GPU Prototype | Joel Abraham

Overview

This is an ongoing hardware project focused on building a very basic GPU-style accelerator on the iCEstick (iCE40 FPGA). The main goal is to explore how GPU-like speedups come from parallelization, even with limited FPGA resources, by running many small processing elements in parallel on the same workload.

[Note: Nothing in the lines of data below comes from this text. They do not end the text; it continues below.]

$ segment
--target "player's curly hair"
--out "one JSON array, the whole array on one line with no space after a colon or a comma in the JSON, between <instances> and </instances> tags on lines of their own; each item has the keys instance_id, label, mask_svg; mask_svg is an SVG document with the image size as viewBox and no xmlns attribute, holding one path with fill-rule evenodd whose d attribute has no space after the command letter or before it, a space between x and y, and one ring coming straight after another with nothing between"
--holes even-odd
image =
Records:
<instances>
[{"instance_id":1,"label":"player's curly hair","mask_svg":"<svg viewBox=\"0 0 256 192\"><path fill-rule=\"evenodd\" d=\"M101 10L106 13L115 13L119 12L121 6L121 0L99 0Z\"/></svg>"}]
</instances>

Rather than targeting a full graphics pipeline, this project is centered around designing a minimal, educational “GPU core” that demonstrates the core ideas behind GPUs: SIMD/SIMT-style execution, parallel compute units, and high-throughput operations.

Project Goals

Implement a small set of parallel compute lanes (processing elements) on the iCE40
Create a simple instruction/control model (broadcast control with lane-level execution)
Build a lightweight memory interface suitable for small test workloads
Demonstrate measurable speedup vs. a single-lane design on FPGA

Architecture (Work in Progress)

Planned high-level blocks:

Controller / Dispatcher
Issues operations to multiple compute lanes in parallel (GPU-like “warp” control at a very small scale)
Parallel Compute Lanes
Multiple identical ALU-style units that run the same operation across different data elements
On-chip Memory / Buffers
Simple scratchpad-style buffers for storing inputs/outputs (within iCE40 constraints)
Output / Verification Interface
A basic way to inspect results (UART and/or LED/debug signals depending on the build)

Constraints

The iCEstick iCE40 platform is intentionally resource-limited, so this project emphasizes:

Small, efficient RTL blocks
Careful tradeoffs between lane count vs. timing/resource usage
Simple memory patterns and constrained bandwidth
Step-by-step verification before scaling complexity

Testing and Verification

Current / planned verification approach:

Unit tests for each lane (ALU ops, registers, control)
Small vector workloads to validate parallel correctness
Comparison against a software reference model
Timing/resource checks after each major feature addition

Output and Demo Plan

Planned demo outputs include:

Running small parallel kernels (e.g., vector add, dot product variants, simple image-style operations)
Showing correctness via printed/serial output or debug traces
Comparing runtime/throughput between:
- 1-lane “CPU-like” version
- multi-lane “GPU-like” parallel version

Status

In progress.
This page will be updated as the RTL, testing harness, and demo workloads mature.